In this section, we present a series of experiments under the multi-attribute scenario, i.e., when a test image is reconstructed with more than one attribute transferred at the same time. MA-RCA is the first, to the best of our knowledge, method that can successfully carry out such a task. For this series of experiments, both Multi-PIE [7] and AgeDB [12] are utilized.

In particular, the illumination base is extracted from Multi-PIE while the identity and individual bases are extracted from AgeDB. During the reconstruction of a test image (Section 2.4) the bases from Multi-PIE as well as AgeDB are utilized. In Fig. 8, we present how MA-RCA can be utilized to transfer the identity of a particular subject into another one and also transfer the illumination setting at the same time.

Figure 8: Join transfer of attributes identity and illumination “in-the-wild”. Illumination base is learned on Multi-PIE [7] while identity base on AgeDB [12]. Final reconstruction of the test image is carried out utilizing both bases.

3.4 Utilizing MA-RCA in deep learning applications

MA-RCA applications may be also deemed beneficial in the training phase of deep networks. For example, MA-RCA can be utilized to reconstruct “in-the-wild” images with a specific illumination setting. The reconstructed illuminated images can then be used in pairs with the corresponding original “in-the-wild” data to train a deep generative network (e.g., pix2pix GAN

[8]) for illumination transfer “in-the-wild”. After the training phase is complete, the trained network can generate illuminated images on test images, similar to the ones MA-RCA would have reconstructed (Fig. 9). Furthermore, MA-RCA may be also utilized to augment facial datasets (by transferring illumination, age, etc. in images) and thus provide state-of-the-art neural networks with more data during training.
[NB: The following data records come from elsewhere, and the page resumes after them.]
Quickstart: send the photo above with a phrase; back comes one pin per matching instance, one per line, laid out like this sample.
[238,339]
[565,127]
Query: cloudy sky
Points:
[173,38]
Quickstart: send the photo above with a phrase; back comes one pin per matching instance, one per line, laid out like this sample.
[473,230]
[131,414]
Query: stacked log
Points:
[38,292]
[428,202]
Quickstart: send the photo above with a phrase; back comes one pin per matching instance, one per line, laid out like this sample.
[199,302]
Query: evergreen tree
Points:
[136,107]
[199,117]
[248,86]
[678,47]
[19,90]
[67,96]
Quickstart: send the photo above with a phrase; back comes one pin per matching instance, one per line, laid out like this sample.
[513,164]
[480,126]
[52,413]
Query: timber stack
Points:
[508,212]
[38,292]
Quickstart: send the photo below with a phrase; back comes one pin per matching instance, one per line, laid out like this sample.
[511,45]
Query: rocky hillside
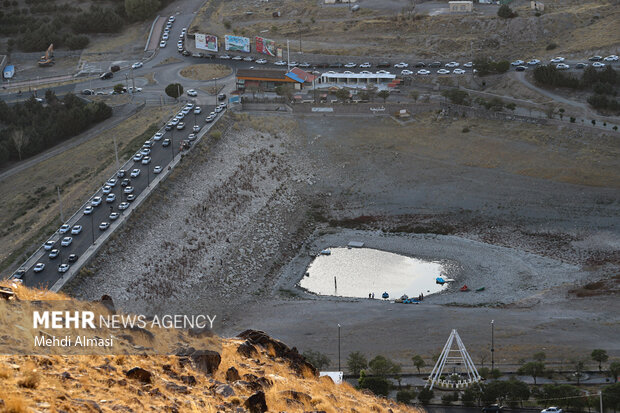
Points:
[250,373]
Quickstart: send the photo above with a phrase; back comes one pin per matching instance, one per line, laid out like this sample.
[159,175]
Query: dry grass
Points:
[205,72]
[108,387]
[29,205]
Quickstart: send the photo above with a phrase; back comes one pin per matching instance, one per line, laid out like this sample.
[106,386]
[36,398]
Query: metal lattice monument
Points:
[453,360]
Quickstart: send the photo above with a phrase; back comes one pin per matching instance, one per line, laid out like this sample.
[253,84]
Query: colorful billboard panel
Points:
[265,46]
[206,42]
[237,43]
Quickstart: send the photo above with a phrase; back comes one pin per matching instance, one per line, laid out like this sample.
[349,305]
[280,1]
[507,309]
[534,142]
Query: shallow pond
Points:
[362,271]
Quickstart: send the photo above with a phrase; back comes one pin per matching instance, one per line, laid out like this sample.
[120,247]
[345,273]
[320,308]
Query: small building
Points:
[461,6]
[264,80]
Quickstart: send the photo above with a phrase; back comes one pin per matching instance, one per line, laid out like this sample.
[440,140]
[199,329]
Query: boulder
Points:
[138,373]
[224,390]
[256,403]
[296,360]
[232,374]
[206,361]
[247,350]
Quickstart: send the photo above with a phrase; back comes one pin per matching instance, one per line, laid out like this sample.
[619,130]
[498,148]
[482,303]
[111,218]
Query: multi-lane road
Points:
[160,156]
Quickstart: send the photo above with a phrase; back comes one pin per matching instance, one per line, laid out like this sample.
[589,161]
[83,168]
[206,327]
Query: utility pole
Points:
[492,345]
[339,348]
[62,217]
[118,166]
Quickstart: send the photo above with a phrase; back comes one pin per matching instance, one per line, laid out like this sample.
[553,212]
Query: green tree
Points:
[174,90]
[317,359]
[505,12]
[380,386]
[119,87]
[356,362]
[533,368]
[141,9]
[382,366]
[418,362]
[384,94]
[425,396]
[614,370]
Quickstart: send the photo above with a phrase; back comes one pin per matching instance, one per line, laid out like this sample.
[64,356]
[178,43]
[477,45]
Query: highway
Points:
[160,156]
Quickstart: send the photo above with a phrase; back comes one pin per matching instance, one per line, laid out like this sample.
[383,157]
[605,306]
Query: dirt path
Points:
[119,114]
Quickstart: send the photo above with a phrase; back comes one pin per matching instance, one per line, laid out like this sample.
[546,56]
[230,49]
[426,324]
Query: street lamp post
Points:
[339,348]
[492,345]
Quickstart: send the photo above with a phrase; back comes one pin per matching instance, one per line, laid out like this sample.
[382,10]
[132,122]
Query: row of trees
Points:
[32,127]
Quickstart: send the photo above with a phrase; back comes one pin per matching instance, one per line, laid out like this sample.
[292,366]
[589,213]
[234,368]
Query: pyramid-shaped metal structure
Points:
[450,357]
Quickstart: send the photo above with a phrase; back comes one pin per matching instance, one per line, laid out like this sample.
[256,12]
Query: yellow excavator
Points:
[48,59]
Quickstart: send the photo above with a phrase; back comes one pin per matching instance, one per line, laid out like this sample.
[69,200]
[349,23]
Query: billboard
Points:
[237,43]
[206,42]
[265,46]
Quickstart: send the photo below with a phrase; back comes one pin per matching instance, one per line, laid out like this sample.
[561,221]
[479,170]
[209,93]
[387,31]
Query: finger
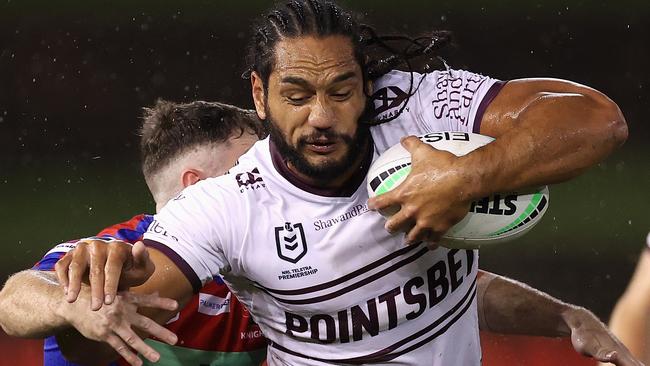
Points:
[422,233]
[76,270]
[402,221]
[61,268]
[134,341]
[142,263]
[154,329]
[151,301]
[121,348]
[118,254]
[97,264]
[410,143]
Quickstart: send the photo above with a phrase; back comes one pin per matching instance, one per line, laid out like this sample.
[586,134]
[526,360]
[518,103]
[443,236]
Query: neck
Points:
[341,179]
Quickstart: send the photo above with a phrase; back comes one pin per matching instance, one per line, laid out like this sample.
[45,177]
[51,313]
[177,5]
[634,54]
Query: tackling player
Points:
[630,319]
[214,320]
[353,293]
[180,145]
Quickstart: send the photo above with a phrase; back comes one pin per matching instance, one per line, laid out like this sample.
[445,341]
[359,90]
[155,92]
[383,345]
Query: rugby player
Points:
[630,320]
[353,292]
[180,145]
[201,325]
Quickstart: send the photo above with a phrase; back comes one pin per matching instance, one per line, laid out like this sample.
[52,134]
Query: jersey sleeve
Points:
[446,100]
[187,231]
[456,100]
[129,231]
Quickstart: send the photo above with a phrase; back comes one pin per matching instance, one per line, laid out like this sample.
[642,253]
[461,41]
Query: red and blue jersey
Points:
[214,328]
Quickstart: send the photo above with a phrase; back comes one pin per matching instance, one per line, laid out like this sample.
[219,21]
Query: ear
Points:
[190,177]
[370,87]
[257,86]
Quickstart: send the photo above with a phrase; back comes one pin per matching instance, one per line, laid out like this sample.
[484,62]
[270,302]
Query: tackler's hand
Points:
[110,265]
[591,337]
[432,198]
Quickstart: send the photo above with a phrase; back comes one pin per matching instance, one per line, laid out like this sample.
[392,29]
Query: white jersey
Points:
[321,276]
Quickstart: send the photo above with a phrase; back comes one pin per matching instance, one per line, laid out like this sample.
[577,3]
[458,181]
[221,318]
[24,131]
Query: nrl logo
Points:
[386,99]
[249,180]
[290,242]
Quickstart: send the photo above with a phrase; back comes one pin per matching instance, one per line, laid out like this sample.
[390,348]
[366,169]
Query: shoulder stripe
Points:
[178,261]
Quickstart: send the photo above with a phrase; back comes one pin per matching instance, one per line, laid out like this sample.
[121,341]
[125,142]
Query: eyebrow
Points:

Figure 9: Outputs of pix2pix GAN [8] in test images (Input). Targets are the illuminated reconstructions of the inputs when MA-RCA is utilized.

4 Conclusions

With the use of 3D face fitting methods we can generate incomplete facial UV maps of the facial textures. The use of incomplete facial UV maps contaminated with gross errors introduces many opportunities and challenges. In particular, since facial UV map lies in a pose free space, linear component analysis techniques can be applied to learn statistical components for various tasks. In this paper, we propose a novel statistical component analysis technique that can tackle the above challenges and at the same time exploit multiple labels of the data at-hand during training. We demonstrate the usefulness of the proposed robust component analysis technique in various tasks including UV map completion on “in-the-wild” data, illumination and identity transfer, as well as aging.

5 Acknowledgements

S. Moschoglou was supported by the EPSRC DTA studentship from Imperial College London. E. Ververas was supported by the teaching scholarship from Imperial College London. S. Zafeiriou was partially funded by the EPSRC Project EP/N007743/1 (FACER2VM).